『テキサス・チェーンソー』(幕下)

 チャラい若者排他的殺戮地域テキサスを舞台にしたハートフル虐殺ストーリー『悪魔のいけにえ』のリメイク作品。『いけにえ1』が好きな僕も安心して観ていられる正統派リメイクです。ご存知リー・アーメイのアドリブ地獄もフルスロットルで、ほんとうにテキサスはこわいところだなあブルブル。レザーフェイスとかリー・アーメイとかテリーマンとか、まったくテキサスにはロクな生物がいやしないよ。

 ある共同体に迷い込んだ主人公が不条理な体験をし、共同体の悪意によってコテンパンにのされる、という諸星大二郎的ストーリー展開がとても恐ろしくて楽しい『テキサスチェーンソー』シリーズ。仙台に住む僕から見て日本の「不条理共同体テキサス」はどこにあたるだろうかと考えると、それすなわち関西の、大阪とか尼崎とかそのへんに該当します。
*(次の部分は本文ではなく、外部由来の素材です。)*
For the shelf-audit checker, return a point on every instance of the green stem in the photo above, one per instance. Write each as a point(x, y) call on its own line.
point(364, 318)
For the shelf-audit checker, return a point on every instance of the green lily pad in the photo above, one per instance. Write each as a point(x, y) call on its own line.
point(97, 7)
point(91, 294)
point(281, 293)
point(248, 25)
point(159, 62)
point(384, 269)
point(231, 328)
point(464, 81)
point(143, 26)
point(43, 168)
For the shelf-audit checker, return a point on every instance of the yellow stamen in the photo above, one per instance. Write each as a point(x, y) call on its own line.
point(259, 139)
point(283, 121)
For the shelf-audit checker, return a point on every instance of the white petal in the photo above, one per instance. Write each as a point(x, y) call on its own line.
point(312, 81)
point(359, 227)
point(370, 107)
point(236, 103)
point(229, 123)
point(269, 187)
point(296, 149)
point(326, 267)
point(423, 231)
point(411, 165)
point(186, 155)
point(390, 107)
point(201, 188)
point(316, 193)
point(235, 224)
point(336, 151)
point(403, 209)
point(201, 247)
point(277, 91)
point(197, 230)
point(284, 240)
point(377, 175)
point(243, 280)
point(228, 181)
僕がいちばん理解に苦しむ文化が根づいている土地だから(そっちらへんに住んでいる方ごめんなさい)。

 本作では人口のまばらさと屈折したイナカ者根性が「殺人鬼一家」という特殊な狂人集団を育む土壌となりましたが、もし舞台を関西に移すならば、殺人鬼をそこに育む要因はきっと「お笑い文化」にちがいない。夜の尼崎を跋扈する全身ジャージ姿の殺人鬼「ジャージフェイス」の都市伝説。何も知らずに尼崎に迷い込んだ僕ら東北出身の青年団。夜の街で次々と失踪する団員たち。そして僕は仲間の一人が目の前でジャージをかぶった殺人鬼にたこ焼きを転がす用のピックでめった刺しにされるさまを目撃する。慌てて警察に駆け込み状況を説明するも「どないやねん!」「なんでやねん!」とヘラヘラ笑ってツッコまれるだけで誰も相手にはしてくれない。そう、関西の人間はすべての情報をお笑いのネタとして処理しようとする、東北人にはまったく理解不能な一面をもっていたのだ! 関西人の性質を知り尽くしたジャージフェイスは、頭からジャージをかぶるという"ツッコミ待ち"な外見を装うことでお笑いタウン尼崎に潜伏し続けていたのだ! そして僕は執拗な追跡を続けるジャージフェイスから逃走を続けるうちに、更に恐ろしい事実に気づく! じつは尼崎の町民どもは血まみれの惨劇さえもブラックジョークとして求め期待する禍々しい悪魔どもであったのだ! ジャージフェイスは尼崎に潜伏していたのではなく、尼崎そのものがジャージフェイスを必要とし、あまつさえ庇護していたのだ! ボケとツッコミと悪意と殺戮に彩られた街・アマガサキ。惨劇の夜はまだ終わらない……『アマガサキ・タコヤキピック・マサクゥル』! カミングスーン! みたいな! やばい! 超こわい!

※僕は尼崎に行ったことがないので、ほんとはどんな町なのかよく知りません。